National Milk Producers Federation announced last week it will seek a reduction in the maximum allowable somatic cell count for raw milk under the Pasteurized Milk Ordinance at the next meeting of the National Conference on Interstate Milk Shipments beginning April 28, 2011, in Baltimore.

The proposed cut from the current 750,000 limit that has been in effect since July 1, 1993, to just 400,000 over a three-year period may look big, but the reality is that most dairies are already there.

NMPF's plan calls for phasing in the reduction: to 600,000 on January 1, 2012, to 500,000 a year later, and to 400,000 a year after that. The cuts would make U.S. milk quality standards among the most stringent in the world and equal to those in the European Union.

Fortunately, most dairies in the U.S. already easily meet the proposed lower standard. According to the USDA Animal and Plant Health Inspection Service, milk weighted average bulk tank SCC in the U.S. in 2009 was 227,000 and 75 percent of all milk shipments were under 400,000.

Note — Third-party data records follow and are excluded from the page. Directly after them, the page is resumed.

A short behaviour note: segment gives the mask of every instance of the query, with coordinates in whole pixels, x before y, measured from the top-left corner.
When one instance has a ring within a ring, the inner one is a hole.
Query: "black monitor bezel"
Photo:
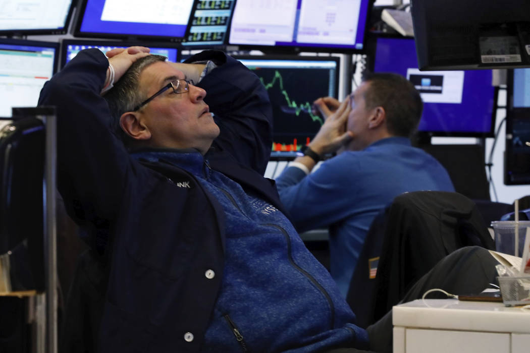
[[[226,45],[234,46],[237,47],[242,50],[259,50],[270,55],[296,55],[301,52],[314,52],[314,53],[334,53],[338,54],[365,54],[366,53],[366,39],[369,30],[370,20],[372,19],[372,10],[374,7],[374,3],[376,0],[368,0],[368,5],[366,10],[366,21],[365,22],[364,33],[363,38],[363,48],[347,48],[340,47],[315,47],[311,46],[266,46],[263,44],[251,45],[248,44],[233,44],[230,42],[230,31],[232,28],[232,20],[234,18],[233,15],[231,19],[230,24],[227,29],[227,35],[226,36]],[[237,5],[237,1],[234,5],[234,10],[235,5]]]
[[[104,32],[82,32],[81,24],[83,23],[83,19],[84,17],[85,10],[86,9],[86,5],[89,0],[78,0],[77,11],[76,15],[75,23],[74,24],[73,34],[75,37],[113,39],[116,40],[123,40],[130,42],[141,42],[145,41],[147,42],[167,42],[173,43],[181,42],[184,37],[175,37],[168,35],[143,35],[138,34],[120,34],[120,33],[108,33]],[[190,14],[190,15],[191,14]],[[189,23],[189,19],[188,19]],[[187,32],[188,29],[186,29],[186,32]]]
[[[61,28],[39,28],[36,29],[0,30],[0,35],[20,37],[34,34],[65,34],[68,32],[70,22],[74,13],[74,8],[76,7],[78,0],[72,0],[64,26]]]
[[[526,68],[530,70],[528,68]],[[527,114],[528,120],[530,120],[530,107],[528,108],[516,108],[514,106],[514,69],[510,69],[507,70],[506,75],[506,128],[505,137],[505,156],[504,156],[504,184],[506,185],[524,185],[530,184],[530,175],[525,179],[519,179],[513,180],[510,177],[510,172],[513,170],[514,166],[510,159],[513,156],[512,145],[512,139],[513,138],[513,124],[514,119],[516,117],[516,115],[519,112],[523,114]],[[529,150],[529,153],[527,158],[528,163],[530,163],[530,147],[527,147]],[[530,173],[530,164],[529,165],[529,173]]]
[[[484,33],[491,33],[491,30],[509,31],[513,26],[517,25],[516,22],[530,23],[530,3],[527,0],[517,1],[518,5],[524,4],[523,6],[507,6],[496,0],[490,4],[487,2],[485,4],[482,2],[479,3],[474,0],[463,2],[453,0],[450,2],[447,0],[411,0],[419,69],[430,71],[530,67],[530,58],[524,54],[525,49],[521,38],[519,39],[520,50],[523,53],[521,62],[481,62],[479,43]],[[471,5],[474,7],[471,6],[470,8]],[[495,6],[492,7],[494,5]],[[446,11],[448,12],[444,13]],[[470,15],[470,13],[473,15]],[[503,19],[507,18],[509,18],[509,22]],[[450,30],[448,29],[443,35],[431,33],[434,30],[439,30],[442,26],[449,25],[452,26]],[[467,57],[437,60],[434,58],[436,49],[445,53],[450,52],[454,47],[447,50],[444,46],[437,47],[432,42],[432,38],[445,40],[449,35],[452,38],[447,39],[448,43],[457,43],[461,48],[472,49],[467,53]]]
[[[59,69],[62,69],[66,65],[66,47],[70,44],[90,44],[93,46],[116,46],[117,47],[134,47],[140,46],[147,48],[168,48],[176,49],[176,61],[180,61],[182,55],[182,47],[179,43],[170,42],[147,42],[147,41],[126,41],[120,40],[105,40],[101,39],[62,39],[60,42],[60,58],[59,61]]]
[[[375,53],[377,49],[377,41],[379,38],[389,38],[394,39],[403,39],[414,40],[413,37],[404,37],[399,33],[388,33],[382,32],[371,32],[367,42],[367,66],[366,68],[369,72],[374,72],[375,64]],[[418,53],[416,53],[417,57]],[[495,124],[497,117],[497,110],[498,107],[499,87],[494,87],[493,89],[493,106],[491,111],[491,123],[490,131],[487,132],[467,132],[467,131],[429,131],[417,130],[414,133],[413,138],[418,141],[428,143],[431,137],[469,137],[476,138],[485,138],[494,137],[495,135]]]
[[[335,73],[335,92],[337,93],[338,98],[339,89],[340,88],[340,79],[341,75],[341,58],[338,56],[306,56],[306,55],[294,55],[293,54],[272,54],[265,55],[233,55],[234,58],[237,60],[297,60],[297,61],[332,61],[337,63],[337,70]],[[274,132],[273,131],[273,137]],[[296,151],[272,151],[271,152],[271,159],[275,160],[289,160],[298,156]]]

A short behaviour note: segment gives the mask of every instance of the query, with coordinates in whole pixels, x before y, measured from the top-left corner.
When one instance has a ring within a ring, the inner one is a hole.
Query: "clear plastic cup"
[[[530,227],[530,221],[495,221],[491,222],[491,227],[495,233],[495,250],[522,257],[526,228]],[[518,239],[517,247],[516,239]]]

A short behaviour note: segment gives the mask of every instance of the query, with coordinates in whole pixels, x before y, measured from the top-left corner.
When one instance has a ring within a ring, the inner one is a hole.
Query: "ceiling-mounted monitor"
[[[74,35],[181,42],[193,0],[80,0]]]
[[[530,67],[528,0],[411,0],[420,70]]]
[[[340,58],[296,56],[234,56],[263,82],[274,117],[271,157],[294,158],[324,123],[312,111],[320,97],[338,98]],[[301,87],[303,87],[301,89]]]
[[[180,60],[180,46],[176,43],[136,43],[107,40],[91,40],[89,39],[64,39],[61,42],[61,59],[59,67],[63,68],[66,63],[73,59],[81,50],[96,48],[104,53],[117,48],[128,48],[134,46],[147,46],[152,54],[162,55],[170,61],[176,62]]]
[[[237,0],[228,44],[263,51],[361,52],[373,0]]]
[[[73,0],[0,0],[0,35],[66,33]]]
[[[369,68],[399,74],[420,92],[420,137],[493,136],[497,89],[491,70],[422,71],[413,38],[378,36],[370,39],[373,45]]]
[[[56,72],[59,43],[0,39],[0,116],[14,107],[36,107],[40,90]]]
[[[195,0],[182,44],[189,49],[226,43],[236,0]]]
[[[530,68],[509,70],[504,183],[530,184]]]

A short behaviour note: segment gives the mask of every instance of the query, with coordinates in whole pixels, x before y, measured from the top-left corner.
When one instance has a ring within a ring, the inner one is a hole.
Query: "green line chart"
[[[294,114],[298,116],[300,115],[301,112],[304,112],[304,113],[306,113],[309,114],[309,116],[311,117],[311,120],[313,120],[313,121],[318,122],[321,125],[324,123],[324,121],[322,120],[322,117],[313,113],[313,112],[312,111],[311,103],[308,102],[306,102],[305,103],[298,104],[294,100],[292,100],[289,97],[289,94],[287,93],[287,91],[284,88],[284,79],[281,76],[281,74],[280,74],[279,71],[277,70],[275,71],[274,76],[272,77],[272,79],[270,82],[266,83],[263,77],[260,77],[260,79],[261,80],[262,83],[263,83],[263,86],[265,86],[265,88],[267,90],[268,90],[269,88],[273,87],[277,82],[278,82],[281,94],[283,95],[284,97],[285,98],[285,101],[287,103],[286,107],[282,107],[282,111],[283,111],[284,112],[288,114]]]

NMPF President and CEO Jerry Kozak likes the proposal's chances. "I think it's extremely likely this will happen," he said. "I have no doubt that because the industry itself, the producer side, is going to go to the NCIMS meeting with a transitional plan to get to 400,000, that the state health authorities are going to embrace it and the Food and Drug Administration itself is going to eventually endorse it."